There are huge subsidies for Gas cars as well... has GMC and Chrysler paid back their loans after their collapse? Is the government still handing out grants to manufactures? yes? my my. What would happen to their sales if those subsidies were terminated?
Also, if you actually know what goes into an electric car you'd know that a 40K electric Focus vs a 19K gas Focus is a scam. Car companies don't want to sell electric cars because they aren't giant Rube Goldberg machines that need parts every year for the life of the vehicle. So they overcharge for something that costs the same or less than a gasoline car. A new engine and transmission costs more than a battery pack, and electric motors are dirt cheap. To be fair, I suppose they may be underpricing gas cars expecting to make it up on parts, however I find that unlikely.
Once Tesla Model 3s come out, and you're going to see a shakeup, because they will be direct competitors that outclass anything the other car manufactures offer at a price point that loss of subsidies won't change. Yeah, range/recharge time will be a problem but the cost of ownership will offset a lot of that for most people.

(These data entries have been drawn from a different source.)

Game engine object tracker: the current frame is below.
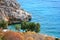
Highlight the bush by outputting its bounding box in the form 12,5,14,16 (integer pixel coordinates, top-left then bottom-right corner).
15,24,21,31
0,20,8,29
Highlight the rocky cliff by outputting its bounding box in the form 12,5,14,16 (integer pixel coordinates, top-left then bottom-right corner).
0,0,31,23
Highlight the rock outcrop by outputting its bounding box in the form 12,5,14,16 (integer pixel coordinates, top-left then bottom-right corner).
0,0,31,23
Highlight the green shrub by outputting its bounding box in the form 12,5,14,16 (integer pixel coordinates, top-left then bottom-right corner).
0,20,8,29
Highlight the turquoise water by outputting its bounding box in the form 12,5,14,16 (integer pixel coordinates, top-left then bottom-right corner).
8,0,60,38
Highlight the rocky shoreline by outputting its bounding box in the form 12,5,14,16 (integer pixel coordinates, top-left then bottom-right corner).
0,0,31,23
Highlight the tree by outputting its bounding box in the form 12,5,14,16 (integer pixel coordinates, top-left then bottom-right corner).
0,20,8,29
15,24,21,31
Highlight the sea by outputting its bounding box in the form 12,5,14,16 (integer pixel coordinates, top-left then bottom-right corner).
10,0,60,38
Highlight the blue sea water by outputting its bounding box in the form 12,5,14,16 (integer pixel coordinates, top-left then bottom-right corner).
8,0,60,38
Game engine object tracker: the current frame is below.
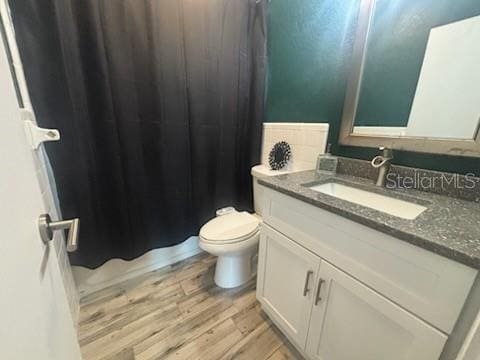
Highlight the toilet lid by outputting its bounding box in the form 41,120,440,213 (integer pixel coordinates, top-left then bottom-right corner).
200,211,260,242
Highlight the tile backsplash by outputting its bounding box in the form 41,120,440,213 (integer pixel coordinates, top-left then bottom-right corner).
262,123,328,171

I commute 40 KM per day, and might put another 100 on per week outside of work. Not many EV's wouldn't work well for me. Even in ON, before counting maintenance, operating costs would be about 50 bucks a week cheaper. That's 200 a month in savings. That's before I count the oil changes, emissions controls parts, belts, fuel pumps, lines, tanks, filters, etc I'll be expected to replace over the life of the vehicle.
The one time a year I need a range more than 300 miles, I'd rent a car just like I use a hotel instead of owning an RV. Nothing wrong with RVs but the one trip a year doesn't justify the expense. If I were into RVing that would be different.